Microsoft Application Insights Output Plugin for Logstash
This project is a plugin for Logstash.
This plugin have to be installed on top of the Logstash core pipeline. It is not a stand-alone program.
This plugin outputs events to Microsoft Application Insights Analytics open schema tables.
Plugin Features
Supported Logstash Versions
- Logstash 2.3.2
- Logstash 2.3.4
- Logstash 2.4.0
- Logstash 5.0.0
Note:
- x64 Ruby for Windows is known to have some compatibility issues.
- the plugin depends on azure-storage that depends on gem nokogiri, which doesn't support Ruby 2.2+ on Windows.
Setting up
Install Logstash
- Download logstash from https://www.elastic.co/downloads/logstash
Install logstash-output-application_insights output plugin
One command installation:
bin/logstash-plugin install "logstash-output-application_insights"
Create configuration file
Example (input from files output Application Insights):
input {
file {
path => "/../files/*"
start_position => "beginning"
}
}
filter {
# some filters here
}
output {
application_insights {
instrumentation_key => "5a6714a3-ec7b-4999-ab96-232f1da92059"

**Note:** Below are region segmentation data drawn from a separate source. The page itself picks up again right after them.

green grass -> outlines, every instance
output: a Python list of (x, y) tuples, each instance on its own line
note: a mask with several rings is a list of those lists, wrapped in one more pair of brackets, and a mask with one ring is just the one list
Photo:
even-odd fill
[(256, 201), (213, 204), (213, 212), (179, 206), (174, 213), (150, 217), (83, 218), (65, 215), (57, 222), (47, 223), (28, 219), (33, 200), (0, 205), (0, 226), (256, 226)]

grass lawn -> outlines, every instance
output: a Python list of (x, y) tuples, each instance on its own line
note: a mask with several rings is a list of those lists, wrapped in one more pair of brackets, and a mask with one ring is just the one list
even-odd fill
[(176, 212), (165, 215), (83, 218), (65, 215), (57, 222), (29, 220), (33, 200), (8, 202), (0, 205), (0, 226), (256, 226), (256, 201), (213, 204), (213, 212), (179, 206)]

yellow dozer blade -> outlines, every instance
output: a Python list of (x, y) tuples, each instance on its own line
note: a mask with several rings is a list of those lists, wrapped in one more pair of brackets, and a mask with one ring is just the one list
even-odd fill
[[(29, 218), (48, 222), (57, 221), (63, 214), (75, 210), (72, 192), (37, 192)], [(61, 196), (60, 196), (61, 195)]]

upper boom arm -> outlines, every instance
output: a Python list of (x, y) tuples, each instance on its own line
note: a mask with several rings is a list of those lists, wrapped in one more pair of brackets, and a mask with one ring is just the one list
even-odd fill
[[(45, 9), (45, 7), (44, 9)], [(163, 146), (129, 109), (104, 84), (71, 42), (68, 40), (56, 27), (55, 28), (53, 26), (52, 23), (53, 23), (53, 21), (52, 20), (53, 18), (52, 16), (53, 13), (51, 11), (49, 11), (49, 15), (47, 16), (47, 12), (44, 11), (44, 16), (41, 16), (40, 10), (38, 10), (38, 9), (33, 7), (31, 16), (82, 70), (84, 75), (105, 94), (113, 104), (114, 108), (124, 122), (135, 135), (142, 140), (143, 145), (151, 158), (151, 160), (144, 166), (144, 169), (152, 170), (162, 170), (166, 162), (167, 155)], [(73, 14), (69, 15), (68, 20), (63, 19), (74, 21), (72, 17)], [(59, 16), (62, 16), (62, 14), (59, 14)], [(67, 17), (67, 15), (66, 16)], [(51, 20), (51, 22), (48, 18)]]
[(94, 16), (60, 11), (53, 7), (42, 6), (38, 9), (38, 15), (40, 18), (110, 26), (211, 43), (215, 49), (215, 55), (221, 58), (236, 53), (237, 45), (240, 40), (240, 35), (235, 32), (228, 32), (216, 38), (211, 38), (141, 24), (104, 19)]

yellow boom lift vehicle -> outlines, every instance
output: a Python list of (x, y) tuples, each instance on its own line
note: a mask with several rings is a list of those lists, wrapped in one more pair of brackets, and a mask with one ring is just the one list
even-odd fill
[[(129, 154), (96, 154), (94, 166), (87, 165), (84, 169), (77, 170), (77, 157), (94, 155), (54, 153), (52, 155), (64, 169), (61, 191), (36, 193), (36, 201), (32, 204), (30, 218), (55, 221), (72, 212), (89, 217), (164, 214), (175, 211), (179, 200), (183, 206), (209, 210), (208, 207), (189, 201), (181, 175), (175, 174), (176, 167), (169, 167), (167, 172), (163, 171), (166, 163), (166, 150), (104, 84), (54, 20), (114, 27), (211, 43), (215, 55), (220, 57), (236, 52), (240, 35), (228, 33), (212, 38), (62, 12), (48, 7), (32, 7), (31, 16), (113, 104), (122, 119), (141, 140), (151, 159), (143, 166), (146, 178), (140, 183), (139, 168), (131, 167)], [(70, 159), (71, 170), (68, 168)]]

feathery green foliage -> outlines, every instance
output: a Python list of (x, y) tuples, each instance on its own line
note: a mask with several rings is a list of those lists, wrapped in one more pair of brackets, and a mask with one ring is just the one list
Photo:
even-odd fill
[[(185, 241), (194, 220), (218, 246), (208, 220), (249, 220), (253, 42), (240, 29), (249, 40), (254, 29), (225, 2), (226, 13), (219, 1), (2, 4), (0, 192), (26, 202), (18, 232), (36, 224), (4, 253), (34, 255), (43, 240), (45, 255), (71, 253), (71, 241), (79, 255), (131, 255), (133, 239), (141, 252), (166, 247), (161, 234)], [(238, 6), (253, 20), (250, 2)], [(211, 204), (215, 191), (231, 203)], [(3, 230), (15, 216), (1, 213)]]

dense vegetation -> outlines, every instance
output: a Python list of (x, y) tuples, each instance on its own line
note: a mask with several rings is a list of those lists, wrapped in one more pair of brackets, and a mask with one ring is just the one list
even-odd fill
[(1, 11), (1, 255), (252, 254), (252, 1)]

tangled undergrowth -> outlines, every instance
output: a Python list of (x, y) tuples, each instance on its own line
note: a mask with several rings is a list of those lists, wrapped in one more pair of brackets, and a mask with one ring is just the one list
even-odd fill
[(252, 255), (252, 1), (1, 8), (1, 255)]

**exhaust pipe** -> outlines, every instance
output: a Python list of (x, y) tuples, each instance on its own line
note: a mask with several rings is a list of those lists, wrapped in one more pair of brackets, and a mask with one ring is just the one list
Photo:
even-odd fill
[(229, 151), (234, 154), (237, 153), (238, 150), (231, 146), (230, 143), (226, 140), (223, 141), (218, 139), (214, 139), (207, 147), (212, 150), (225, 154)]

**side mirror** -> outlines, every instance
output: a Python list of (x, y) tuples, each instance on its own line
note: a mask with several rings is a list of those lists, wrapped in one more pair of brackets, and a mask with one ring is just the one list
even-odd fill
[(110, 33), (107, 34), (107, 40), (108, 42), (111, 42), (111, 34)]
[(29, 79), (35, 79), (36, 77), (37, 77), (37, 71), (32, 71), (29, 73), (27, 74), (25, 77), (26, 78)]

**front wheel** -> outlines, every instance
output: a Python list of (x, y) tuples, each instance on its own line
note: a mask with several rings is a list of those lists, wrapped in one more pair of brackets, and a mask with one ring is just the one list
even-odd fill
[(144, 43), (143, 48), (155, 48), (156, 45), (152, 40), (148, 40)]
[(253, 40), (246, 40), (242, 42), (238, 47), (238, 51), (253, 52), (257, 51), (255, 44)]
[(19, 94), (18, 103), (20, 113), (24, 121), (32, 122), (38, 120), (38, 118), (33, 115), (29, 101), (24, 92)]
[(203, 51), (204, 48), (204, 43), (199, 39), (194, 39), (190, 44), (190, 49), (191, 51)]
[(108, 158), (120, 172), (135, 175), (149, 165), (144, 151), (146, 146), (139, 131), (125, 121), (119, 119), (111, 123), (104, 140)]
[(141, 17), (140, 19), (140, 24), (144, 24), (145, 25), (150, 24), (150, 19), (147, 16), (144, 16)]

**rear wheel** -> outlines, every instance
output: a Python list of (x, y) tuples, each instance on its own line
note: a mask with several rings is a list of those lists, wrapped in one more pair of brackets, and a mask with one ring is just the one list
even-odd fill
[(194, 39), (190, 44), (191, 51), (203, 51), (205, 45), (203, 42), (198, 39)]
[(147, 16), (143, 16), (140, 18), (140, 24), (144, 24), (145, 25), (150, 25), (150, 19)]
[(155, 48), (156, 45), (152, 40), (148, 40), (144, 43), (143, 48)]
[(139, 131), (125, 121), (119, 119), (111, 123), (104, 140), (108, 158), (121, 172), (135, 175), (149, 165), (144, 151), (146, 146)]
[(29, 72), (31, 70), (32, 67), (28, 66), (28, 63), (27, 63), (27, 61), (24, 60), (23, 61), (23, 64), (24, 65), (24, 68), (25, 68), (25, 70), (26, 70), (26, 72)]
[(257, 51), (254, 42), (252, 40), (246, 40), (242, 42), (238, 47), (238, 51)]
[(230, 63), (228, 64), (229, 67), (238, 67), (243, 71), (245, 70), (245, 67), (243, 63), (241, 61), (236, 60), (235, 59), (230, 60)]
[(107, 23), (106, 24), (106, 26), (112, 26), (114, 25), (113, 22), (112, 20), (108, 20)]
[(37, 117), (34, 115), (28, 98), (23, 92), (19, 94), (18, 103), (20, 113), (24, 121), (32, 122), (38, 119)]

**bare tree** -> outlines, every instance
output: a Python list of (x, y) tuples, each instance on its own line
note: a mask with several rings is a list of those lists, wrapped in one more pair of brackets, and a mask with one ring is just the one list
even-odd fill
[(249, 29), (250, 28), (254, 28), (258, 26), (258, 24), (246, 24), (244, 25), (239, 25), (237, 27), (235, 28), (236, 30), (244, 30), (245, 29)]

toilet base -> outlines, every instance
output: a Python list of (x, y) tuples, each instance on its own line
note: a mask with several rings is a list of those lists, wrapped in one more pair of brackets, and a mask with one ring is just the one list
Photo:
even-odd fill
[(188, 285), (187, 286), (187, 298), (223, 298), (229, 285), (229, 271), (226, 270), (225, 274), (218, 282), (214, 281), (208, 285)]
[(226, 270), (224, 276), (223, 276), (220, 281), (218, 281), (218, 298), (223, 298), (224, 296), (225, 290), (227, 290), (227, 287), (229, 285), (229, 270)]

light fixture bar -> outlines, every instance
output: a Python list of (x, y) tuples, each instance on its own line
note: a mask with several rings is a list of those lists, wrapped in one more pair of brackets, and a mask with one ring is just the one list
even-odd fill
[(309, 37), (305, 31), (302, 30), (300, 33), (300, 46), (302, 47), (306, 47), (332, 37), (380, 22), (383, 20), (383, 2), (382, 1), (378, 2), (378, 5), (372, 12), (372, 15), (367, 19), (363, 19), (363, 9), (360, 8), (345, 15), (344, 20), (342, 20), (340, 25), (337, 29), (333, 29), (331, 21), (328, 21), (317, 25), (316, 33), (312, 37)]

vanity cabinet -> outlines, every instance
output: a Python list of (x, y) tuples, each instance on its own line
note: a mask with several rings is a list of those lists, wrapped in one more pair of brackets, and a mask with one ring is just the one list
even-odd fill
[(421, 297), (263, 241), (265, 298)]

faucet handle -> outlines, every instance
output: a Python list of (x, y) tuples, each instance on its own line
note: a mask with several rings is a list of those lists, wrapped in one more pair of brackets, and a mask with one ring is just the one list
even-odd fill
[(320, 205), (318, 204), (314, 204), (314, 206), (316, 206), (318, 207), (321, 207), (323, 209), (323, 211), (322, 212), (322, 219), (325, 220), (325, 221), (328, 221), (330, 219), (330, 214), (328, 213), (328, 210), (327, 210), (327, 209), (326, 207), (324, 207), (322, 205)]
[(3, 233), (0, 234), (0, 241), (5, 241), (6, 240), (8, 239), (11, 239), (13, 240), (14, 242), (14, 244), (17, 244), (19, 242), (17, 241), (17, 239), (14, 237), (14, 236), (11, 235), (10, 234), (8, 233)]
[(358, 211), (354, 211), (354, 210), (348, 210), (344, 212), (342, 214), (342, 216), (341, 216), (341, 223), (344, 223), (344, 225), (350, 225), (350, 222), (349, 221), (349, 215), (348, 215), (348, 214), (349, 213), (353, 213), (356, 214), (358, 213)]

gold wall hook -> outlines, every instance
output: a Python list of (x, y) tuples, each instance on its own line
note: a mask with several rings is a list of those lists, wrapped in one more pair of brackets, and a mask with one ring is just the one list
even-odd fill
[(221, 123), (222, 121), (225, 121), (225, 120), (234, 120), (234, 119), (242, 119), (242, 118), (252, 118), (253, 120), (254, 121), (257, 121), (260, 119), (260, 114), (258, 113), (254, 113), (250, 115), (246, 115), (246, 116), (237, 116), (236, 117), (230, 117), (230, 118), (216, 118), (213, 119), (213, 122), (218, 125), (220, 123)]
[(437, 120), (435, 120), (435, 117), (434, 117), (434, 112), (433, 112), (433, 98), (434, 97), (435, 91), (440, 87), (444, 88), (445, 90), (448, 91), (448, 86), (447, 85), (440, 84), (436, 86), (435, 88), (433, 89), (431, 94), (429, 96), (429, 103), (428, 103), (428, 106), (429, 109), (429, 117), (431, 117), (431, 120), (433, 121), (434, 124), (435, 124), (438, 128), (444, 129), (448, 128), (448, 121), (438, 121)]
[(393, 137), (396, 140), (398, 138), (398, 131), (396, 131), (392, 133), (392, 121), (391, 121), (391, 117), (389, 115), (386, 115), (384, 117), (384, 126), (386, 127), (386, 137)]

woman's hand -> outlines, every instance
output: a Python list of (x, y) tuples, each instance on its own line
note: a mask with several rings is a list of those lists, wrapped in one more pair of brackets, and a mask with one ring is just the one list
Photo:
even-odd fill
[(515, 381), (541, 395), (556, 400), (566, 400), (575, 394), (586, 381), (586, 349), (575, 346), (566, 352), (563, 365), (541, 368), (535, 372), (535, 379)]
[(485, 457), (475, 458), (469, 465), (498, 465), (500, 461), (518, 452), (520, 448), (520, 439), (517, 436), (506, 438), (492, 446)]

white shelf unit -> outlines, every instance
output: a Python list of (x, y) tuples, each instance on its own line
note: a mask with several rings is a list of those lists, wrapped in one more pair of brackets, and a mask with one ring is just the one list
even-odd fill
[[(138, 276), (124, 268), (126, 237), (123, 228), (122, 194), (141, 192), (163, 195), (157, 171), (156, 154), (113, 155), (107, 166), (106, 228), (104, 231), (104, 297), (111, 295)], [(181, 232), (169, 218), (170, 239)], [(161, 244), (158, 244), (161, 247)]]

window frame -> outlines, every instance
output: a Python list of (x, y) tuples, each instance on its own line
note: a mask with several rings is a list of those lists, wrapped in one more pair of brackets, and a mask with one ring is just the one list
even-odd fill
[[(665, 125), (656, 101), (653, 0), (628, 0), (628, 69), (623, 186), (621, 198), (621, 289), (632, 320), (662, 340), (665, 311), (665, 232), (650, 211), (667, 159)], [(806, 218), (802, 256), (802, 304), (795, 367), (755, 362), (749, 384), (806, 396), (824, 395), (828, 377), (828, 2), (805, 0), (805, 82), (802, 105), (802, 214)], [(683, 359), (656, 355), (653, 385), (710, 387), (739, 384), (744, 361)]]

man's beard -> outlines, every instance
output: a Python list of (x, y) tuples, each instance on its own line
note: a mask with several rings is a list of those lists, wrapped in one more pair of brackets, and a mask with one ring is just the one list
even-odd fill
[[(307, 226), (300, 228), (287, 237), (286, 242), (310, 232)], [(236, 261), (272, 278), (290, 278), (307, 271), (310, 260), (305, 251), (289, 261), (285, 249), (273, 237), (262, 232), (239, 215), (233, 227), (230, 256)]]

table_id => "c24394e1-f077-420e-8a25-ef6fdf045938"
storage_account_name_key => [ "my-storage-account", "pfrYTwPgKyYNfKBY2QdF+v5sbgx8/eAQp+FFkGpPBnkMDE1k+ZNK3r3qIPqqw8UsOIUqaF3dXBdPDouGJuxNXQ==" ]
#
# if you want to allow Microsoft get telemtry data about this process please set it to true
enable_telemetry_to_microsoft => false
}
}
Run Logstash
bin/logstash -f 'file://localhost/../your-config-file'
Installation options
One command installation:
bin/logstash-plugin install "logstash-output-application_insights"
If above does not work, or you would like to patch code here is a workaround to install this plugin within your logstash:
- Check out/clone microsoft/logstash-output-application-insights code from github https://github.com/Microsoft/logstash-output-application-insights
Option 1: Run in a local Logstash clone
Edit Logstash
Gemfile
and add the logstash-output-application-insights plugin path:gem "logstash-output-application-insights", :path => "/../logstash-output-application-insights"
Install plugin the plugin from the Logstash home
bin/logstash-plugin install --no-verify
Option 2: Run in an installed Logstash
Build your plugin gem
gem build logstash-output-application-insights.gemspec
Install the plugin from the Logstash home
bin/logstash-plugin install "logstash-output-application_insights"
Configuration parameters
storage_account_name_key
Array of pairs, storage_account_name and an array of acces_keys. No default At least one pair is required. If not defined, values will be taken (if exist) from Environment Variable: AZURE_STORAGE_ACCOUNT and AZURE_STORAGE_ACCESS_KEY examples:
storage_account_name_key => [ "my-storage-account", "pfrYTwPgKyYNfKBY2QdF+v5sbgx8/eAQp+FFkGpPBnkMDE1k+ZNK3r3qIPqqw8UsOIUqaF3dXBdPDouGJuxNXQ==" ]
storage_account_name_key => [ ["my-storage-account1", "key1"], "my-storage-account2", "key2"], ["my-storage-account3", "key3"] ]
storage_account_name_key => [ ["my-storage-account1", ["key11", "key12"]], ["my-storage-account1", "key2"], ["my-storage-account1", ["key3"] ]
Note: the storage account must be of "General purpose" kind.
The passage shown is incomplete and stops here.